Design Principles: Machine learning engineers are more focused on simplifying the building of AI systems to make them inherently easier to understand.
Methodology: There are a variety of methods of explainable AI that have been developed. This methodology is beyond the scope of this article, however below is a list of common techniques:
- Feature Importance: This technique focuses on which features have the biggest impact on predictions. There are several ways to compute feature importance such as permutation importance, which is fast to compute and widely used.
- Individual Conditional Expectation (ICE): ICE is a plot that shows how a change in an individual feature changes the outcome of each individual prediction (one line per prediction).
- Partial Dependence Plots (PDP): Similar to ICE, PDPs show how a feature affects predictions. They are however more powerful since they can plot joint effects of 2 features on the output.
- Shapley Values (SHAP Values): Shapley values are used to break down a single prediction. SHAP (shapley additive explanation) values show the impact of having a certain value for a given feature in comparison to the prediction we would make if that feature took some baseline value.
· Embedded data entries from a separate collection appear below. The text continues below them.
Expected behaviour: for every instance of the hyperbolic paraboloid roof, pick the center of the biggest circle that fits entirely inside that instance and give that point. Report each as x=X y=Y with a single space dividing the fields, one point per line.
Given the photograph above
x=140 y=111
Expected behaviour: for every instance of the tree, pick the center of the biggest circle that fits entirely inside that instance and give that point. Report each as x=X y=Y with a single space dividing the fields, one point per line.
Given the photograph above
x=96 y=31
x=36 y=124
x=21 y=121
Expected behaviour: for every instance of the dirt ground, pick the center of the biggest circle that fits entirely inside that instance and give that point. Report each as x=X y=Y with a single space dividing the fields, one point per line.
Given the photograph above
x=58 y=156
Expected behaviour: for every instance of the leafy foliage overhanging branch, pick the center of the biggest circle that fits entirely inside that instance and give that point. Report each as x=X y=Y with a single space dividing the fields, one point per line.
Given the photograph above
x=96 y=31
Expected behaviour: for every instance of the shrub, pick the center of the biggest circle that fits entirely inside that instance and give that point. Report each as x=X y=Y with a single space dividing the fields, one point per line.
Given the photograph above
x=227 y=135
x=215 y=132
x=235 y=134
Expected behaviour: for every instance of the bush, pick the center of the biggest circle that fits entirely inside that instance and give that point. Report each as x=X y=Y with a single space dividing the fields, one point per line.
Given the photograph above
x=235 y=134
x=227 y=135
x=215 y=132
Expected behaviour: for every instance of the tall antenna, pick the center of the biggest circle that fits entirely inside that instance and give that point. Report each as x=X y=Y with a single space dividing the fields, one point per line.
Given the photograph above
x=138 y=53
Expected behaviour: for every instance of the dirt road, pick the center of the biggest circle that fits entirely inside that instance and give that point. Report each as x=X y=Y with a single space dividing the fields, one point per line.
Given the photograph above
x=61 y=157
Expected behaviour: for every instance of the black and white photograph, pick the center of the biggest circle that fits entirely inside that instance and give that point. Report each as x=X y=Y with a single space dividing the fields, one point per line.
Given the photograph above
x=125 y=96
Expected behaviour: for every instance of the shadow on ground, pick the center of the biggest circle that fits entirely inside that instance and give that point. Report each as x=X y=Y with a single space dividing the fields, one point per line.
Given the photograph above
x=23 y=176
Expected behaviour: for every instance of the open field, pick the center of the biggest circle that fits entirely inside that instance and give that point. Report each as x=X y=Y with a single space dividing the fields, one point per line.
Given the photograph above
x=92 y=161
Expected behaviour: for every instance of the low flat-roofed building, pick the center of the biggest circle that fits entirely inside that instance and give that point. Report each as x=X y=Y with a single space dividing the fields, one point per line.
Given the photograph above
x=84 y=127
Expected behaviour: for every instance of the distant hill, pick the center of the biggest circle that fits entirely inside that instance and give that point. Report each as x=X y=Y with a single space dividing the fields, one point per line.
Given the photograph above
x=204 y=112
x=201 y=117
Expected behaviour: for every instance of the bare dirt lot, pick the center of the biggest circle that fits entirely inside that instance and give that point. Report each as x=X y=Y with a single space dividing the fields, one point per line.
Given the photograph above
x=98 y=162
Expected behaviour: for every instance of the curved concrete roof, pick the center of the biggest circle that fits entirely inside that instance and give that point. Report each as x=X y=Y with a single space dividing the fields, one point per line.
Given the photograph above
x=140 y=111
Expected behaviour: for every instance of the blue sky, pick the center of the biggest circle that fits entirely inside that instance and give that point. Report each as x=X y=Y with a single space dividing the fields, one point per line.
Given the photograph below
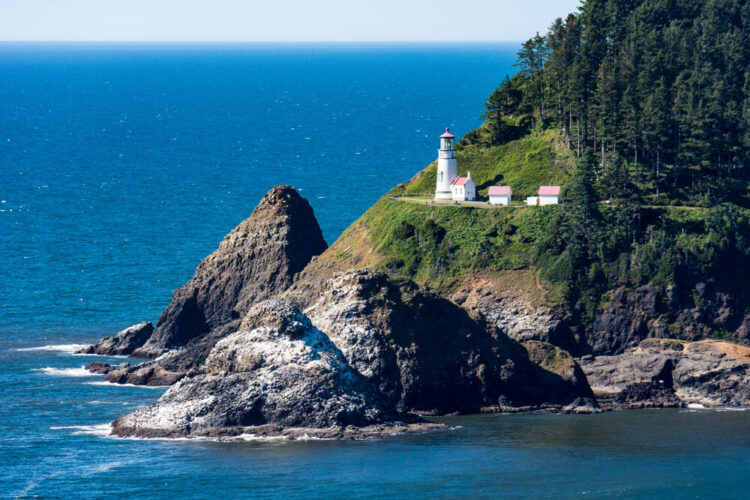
x=278 y=20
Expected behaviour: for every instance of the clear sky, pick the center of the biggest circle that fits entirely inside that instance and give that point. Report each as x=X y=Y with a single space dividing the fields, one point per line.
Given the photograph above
x=278 y=20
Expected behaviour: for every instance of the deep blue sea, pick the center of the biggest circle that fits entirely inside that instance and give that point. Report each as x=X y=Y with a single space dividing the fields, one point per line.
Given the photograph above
x=122 y=166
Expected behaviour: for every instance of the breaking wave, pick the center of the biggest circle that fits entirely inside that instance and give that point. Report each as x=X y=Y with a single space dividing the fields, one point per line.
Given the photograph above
x=66 y=372
x=69 y=348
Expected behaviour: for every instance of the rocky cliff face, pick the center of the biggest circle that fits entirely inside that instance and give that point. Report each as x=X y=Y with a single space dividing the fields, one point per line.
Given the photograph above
x=277 y=375
x=633 y=315
x=365 y=355
x=667 y=372
x=256 y=260
x=122 y=343
x=426 y=354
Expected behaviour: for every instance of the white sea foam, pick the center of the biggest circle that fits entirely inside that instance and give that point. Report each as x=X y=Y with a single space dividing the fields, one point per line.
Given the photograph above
x=102 y=430
x=121 y=356
x=69 y=348
x=105 y=467
x=66 y=372
x=112 y=384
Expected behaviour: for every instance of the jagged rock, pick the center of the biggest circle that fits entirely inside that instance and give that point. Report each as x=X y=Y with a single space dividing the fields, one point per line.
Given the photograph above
x=660 y=372
x=277 y=373
x=742 y=335
x=425 y=353
x=122 y=343
x=558 y=363
x=256 y=260
x=150 y=374
x=502 y=301
x=99 y=367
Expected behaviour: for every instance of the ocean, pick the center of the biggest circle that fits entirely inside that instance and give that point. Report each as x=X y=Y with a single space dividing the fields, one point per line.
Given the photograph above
x=123 y=165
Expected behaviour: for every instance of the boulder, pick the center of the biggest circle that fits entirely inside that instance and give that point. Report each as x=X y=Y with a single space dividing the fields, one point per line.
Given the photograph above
x=122 y=343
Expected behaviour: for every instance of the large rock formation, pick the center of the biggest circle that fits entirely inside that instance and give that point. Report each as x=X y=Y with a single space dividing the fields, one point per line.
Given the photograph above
x=668 y=372
x=277 y=375
x=363 y=358
x=425 y=353
x=632 y=315
x=122 y=343
x=256 y=260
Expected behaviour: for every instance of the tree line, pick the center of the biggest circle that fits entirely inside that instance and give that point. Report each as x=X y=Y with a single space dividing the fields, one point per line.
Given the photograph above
x=659 y=89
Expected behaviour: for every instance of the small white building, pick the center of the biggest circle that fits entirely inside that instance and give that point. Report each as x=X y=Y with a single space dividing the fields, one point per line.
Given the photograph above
x=463 y=189
x=549 y=195
x=500 y=195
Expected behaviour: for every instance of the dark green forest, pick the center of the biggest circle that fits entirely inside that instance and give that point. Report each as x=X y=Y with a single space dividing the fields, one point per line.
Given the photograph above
x=663 y=85
x=653 y=99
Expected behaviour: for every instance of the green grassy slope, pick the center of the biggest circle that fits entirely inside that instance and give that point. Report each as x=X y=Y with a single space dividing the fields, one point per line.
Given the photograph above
x=524 y=164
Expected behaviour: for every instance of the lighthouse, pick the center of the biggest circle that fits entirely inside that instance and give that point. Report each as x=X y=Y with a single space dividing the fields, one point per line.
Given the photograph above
x=447 y=167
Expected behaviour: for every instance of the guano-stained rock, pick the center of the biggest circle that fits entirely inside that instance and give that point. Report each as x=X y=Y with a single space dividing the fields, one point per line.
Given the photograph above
x=278 y=370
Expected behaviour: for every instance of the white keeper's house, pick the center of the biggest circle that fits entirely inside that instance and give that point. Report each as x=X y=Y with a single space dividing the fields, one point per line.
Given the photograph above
x=449 y=186
x=500 y=195
x=549 y=195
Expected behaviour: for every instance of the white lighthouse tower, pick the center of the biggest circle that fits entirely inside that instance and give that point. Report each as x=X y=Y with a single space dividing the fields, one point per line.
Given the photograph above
x=447 y=167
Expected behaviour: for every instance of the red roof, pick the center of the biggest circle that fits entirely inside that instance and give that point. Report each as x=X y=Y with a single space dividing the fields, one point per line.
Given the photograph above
x=447 y=134
x=549 y=190
x=499 y=190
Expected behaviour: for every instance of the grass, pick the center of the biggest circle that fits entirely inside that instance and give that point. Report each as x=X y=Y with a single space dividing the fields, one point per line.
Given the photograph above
x=525 y=164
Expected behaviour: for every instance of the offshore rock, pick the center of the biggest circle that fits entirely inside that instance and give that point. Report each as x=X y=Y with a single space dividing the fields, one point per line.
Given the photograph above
x=505 y=298
x=661 y=372
x=255 y=261
x=149 y=374
x=277 y=375
x=99 y=367
x=122 y=343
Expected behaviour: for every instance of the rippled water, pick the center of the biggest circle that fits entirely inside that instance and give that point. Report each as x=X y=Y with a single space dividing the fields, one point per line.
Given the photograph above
x=122 y=166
- Approximation (Surrogate) Models: With this technique, you train a black-box model, and then train a surrogate model which explains the predictions of the black-box model. The surrogate model is interpretable and acts as the explainer model. You keep the original training data to use as targets for the predictions made by the black-box algorithm.
- Local Interpretable Model-agnostic Explanations (LIME): LIME is a python library that tries to solve for model interpretability by producing locally faithful explanations. Instead of training an interpretable model to approximate a black box model, LIME focuses on training local explainable models to explain individual predictions. We want the explanation to reflect the behavior of the model “around” the instance that we predict. This is called “local fidelity”.
Learn more about decrypting your machine learning model using LIME in this tutorial.
When it comes to machine learning-powered predictive analytics, it is important for users and decision-makers alike to understand how and why models are making decisions. It is crucial for an organization to have a full understanding of the AI decision-making processes and not to trust black-box models blindly. Explainable AI can help humans understand and explain machine learning algorithms, deep learning, and neural networks. It is one of the key requirements for implementing responsible AI.